Sounds relatively straightforward, right? So why the negative reviews? The Master, even with its incredible performances (I’ve not even mentioned Amy Adams as a power-hungry and manipulative wife, or Laura Dern, as a desperately-seeking-devotee of Dodd), is a challenging movie. Where many movies tie every plot point and character up into a neat package, whether through over-the-top action and graphics, or through cheeky dialogue that gives all of its secrets away like a desperate girl/boy at his/her first college party, The Master makes you work a bit. Things are not tied together or explained. There are gaps. You are expected to fill them in. And, as I have suspected in hearing audience complaints or reading negative reviews, many folks simply don’t want to have to do that, or, having tried to do that after one viewing, have given up and decided that PTA has made a compelling, but mostly empty movie.
That assessment in particular, that The Master is incomplete, is wrong. I’m not saying that if you saw the movie and didn’t like it you’re wrong. This movie, like any piece of art, isn’t for everyone. What I am saying is that it feels very much like the movie that PTA wanted to make. That the gaps and sometimes puzzling actions are there for a very specific purpose, that they explore very particular themes. What those are, in the final analysis, is somewhat up to the viewer. But I feel very strongly that they are intentional and were done with a very specific purpose in mind.
What is the purpose, then? I can’t say for sure. But I suspect it has more to do with the spiritual struggle the characters undergo in the movie than it does with anything else. At the end of the day, this is a movie about spiritual growth and religious feeling. Not religion in the didactic or overtly bland ways of our current time, but religion in a way of genuine seeking. The images that dominate the movie — and the images in a PTA flick are every bit as important as the performances — revolve around this struggle. There is the recurring image of the wake that follows a boat, as though a comment on the relationship between our past actions and our current selves; there are the competing images of real objects/people and their simulated selves; and there is the very frequent occurrence of screens, physical barriers, like membranes between the world we inhabit and the world we seek through our spiritual struggles.

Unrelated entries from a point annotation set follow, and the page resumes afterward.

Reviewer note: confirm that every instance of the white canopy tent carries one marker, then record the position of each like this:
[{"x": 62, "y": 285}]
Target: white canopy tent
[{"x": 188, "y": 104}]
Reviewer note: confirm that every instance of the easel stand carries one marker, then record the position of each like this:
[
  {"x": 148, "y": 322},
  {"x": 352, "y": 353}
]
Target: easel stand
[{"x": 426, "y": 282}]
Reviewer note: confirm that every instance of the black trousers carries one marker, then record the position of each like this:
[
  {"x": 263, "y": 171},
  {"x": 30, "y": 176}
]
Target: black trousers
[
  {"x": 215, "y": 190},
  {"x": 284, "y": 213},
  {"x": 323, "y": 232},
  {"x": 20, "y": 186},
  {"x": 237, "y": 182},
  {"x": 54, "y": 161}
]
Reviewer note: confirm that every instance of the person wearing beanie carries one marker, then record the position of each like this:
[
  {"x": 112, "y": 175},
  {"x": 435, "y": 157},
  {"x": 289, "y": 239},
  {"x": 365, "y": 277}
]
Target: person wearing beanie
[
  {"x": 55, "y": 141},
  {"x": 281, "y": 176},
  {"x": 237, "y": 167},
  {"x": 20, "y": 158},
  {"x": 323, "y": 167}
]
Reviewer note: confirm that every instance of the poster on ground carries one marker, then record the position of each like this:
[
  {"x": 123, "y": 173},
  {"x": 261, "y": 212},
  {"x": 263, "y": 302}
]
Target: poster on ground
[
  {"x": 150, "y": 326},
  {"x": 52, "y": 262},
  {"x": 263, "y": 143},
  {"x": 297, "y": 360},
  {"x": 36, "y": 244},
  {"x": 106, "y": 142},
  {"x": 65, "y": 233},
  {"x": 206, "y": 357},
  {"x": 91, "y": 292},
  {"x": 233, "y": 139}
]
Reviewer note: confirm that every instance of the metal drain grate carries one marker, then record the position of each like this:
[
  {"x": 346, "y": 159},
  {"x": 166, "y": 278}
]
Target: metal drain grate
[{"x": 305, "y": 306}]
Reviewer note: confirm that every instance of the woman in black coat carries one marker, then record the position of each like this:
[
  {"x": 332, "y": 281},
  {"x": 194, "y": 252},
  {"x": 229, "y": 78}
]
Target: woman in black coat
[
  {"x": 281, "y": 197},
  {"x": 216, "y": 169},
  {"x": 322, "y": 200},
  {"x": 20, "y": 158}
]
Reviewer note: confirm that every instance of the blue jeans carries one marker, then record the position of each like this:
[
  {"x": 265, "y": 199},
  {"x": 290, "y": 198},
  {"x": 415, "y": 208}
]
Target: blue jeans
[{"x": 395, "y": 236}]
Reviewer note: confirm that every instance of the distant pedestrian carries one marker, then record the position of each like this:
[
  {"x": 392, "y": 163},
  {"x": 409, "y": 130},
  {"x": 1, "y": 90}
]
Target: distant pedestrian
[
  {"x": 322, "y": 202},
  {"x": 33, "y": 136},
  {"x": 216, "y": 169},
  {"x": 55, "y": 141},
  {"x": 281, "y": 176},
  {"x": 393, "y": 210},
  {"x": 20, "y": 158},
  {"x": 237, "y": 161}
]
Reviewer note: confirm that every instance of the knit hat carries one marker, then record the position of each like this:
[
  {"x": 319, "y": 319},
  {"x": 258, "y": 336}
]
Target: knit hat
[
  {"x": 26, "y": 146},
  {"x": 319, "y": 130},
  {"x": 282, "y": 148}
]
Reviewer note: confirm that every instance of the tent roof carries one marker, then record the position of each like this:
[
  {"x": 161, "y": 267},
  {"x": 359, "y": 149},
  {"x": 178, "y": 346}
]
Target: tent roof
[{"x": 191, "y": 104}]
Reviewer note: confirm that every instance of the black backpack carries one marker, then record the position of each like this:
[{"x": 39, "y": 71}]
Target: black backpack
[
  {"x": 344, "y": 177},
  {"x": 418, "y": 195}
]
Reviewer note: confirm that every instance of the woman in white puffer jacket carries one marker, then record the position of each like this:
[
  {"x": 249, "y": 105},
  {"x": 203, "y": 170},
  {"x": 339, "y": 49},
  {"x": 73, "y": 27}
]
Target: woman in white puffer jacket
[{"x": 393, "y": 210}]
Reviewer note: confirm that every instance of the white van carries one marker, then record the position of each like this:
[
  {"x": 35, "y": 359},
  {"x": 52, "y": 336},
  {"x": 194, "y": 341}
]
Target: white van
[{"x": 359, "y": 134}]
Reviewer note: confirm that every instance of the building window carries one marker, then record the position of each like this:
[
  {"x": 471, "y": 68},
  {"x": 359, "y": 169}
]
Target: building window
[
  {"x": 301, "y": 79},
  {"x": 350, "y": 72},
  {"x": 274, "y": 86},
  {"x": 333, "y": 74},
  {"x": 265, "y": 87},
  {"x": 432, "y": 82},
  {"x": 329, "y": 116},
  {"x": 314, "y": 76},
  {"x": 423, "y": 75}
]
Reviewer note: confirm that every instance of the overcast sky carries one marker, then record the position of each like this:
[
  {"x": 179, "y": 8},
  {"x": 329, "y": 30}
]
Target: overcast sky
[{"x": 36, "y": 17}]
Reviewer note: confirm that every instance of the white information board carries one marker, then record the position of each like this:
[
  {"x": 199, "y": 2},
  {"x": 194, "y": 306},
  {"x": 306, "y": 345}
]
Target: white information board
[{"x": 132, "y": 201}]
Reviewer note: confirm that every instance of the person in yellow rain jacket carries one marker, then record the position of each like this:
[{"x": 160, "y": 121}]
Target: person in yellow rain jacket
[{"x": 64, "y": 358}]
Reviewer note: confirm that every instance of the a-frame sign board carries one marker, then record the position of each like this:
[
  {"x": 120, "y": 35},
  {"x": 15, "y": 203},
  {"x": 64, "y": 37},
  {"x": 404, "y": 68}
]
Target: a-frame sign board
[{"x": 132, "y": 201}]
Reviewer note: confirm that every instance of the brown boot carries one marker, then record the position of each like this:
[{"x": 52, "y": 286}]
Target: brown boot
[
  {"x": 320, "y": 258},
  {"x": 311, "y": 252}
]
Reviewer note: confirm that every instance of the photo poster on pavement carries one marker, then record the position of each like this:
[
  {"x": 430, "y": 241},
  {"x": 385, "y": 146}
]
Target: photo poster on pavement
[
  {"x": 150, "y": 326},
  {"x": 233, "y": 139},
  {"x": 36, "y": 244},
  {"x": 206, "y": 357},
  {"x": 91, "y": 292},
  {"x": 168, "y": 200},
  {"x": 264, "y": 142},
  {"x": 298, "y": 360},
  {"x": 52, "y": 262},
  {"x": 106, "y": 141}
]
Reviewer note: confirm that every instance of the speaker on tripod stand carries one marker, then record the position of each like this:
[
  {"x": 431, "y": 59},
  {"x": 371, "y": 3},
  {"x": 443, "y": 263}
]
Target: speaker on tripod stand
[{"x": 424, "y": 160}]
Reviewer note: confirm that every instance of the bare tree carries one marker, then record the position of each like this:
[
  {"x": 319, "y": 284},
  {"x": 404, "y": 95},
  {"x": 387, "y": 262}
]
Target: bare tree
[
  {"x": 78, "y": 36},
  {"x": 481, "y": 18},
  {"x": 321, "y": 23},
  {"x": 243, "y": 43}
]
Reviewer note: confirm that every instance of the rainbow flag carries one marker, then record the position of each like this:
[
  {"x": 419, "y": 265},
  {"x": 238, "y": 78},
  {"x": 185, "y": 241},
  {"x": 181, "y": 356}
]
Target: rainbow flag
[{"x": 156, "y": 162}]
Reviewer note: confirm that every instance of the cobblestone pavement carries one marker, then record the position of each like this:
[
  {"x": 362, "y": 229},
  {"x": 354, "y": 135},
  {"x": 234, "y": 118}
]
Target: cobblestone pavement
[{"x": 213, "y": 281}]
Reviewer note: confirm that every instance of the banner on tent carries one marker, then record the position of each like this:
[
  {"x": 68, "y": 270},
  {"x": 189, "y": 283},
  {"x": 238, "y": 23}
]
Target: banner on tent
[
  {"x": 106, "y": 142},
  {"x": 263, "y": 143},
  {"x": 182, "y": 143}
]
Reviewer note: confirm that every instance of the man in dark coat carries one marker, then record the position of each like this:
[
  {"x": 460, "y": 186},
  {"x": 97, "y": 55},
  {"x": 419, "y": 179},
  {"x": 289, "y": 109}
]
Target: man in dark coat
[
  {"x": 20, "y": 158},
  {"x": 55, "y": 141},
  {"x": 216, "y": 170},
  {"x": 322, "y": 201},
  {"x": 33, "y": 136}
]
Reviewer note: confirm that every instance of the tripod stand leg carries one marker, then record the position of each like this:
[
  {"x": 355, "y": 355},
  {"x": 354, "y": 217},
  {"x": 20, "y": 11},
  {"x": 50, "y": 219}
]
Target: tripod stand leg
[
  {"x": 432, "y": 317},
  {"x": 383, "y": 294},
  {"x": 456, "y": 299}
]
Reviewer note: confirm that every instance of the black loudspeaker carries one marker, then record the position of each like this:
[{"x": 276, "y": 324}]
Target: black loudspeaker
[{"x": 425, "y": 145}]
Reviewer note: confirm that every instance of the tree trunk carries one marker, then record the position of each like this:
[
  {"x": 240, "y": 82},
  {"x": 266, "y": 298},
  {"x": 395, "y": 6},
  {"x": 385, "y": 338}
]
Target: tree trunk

But you don’t hear much about this dimension of the movie from audiences or critics. And I think the obsession with The Master being PTA’s “Scientology movie” has a lot to do with this. By focusing on this aspect of the film, audiences and critics may be forcing themselves to discount the very real, un-ironic spiritual development and struggles of the characters. Through the excesses of current-day Scientology, through the antics of Tom Cruise, through the horror-story testimonials of escaped Scientologists, we have collectively come to dismiss the religion as a sort of shorthand for the absurd and cult-like potential of new age religion. And I think many who have seen The Master have brought that baggage to their viewing of it. Please don’t. I actually think that Scientology has little-to-nothing to really add to PTA’s movie. Yes, certain plot points and characters are clearly based loosely on the beginnings of Scientology. However, I also think it is somewhat true that other versions of The Master could have been set in or based on Jesus and the early Christian church, metaphysical spiritual gurus who came to prominence in the late sixties/early seventies, or around the life of Joseph Smith and the beginnings of the Mormon Church. They would be different movies to be sure, but the themes would very much be the same. The Scientology angle, at least to my read of The Master, is just a red herring, a false starter, a distraction.
But the movie is more complex than even that. I’m already planning my next trip the theater to see it again, eyes and mind opened wider than they were the first time around.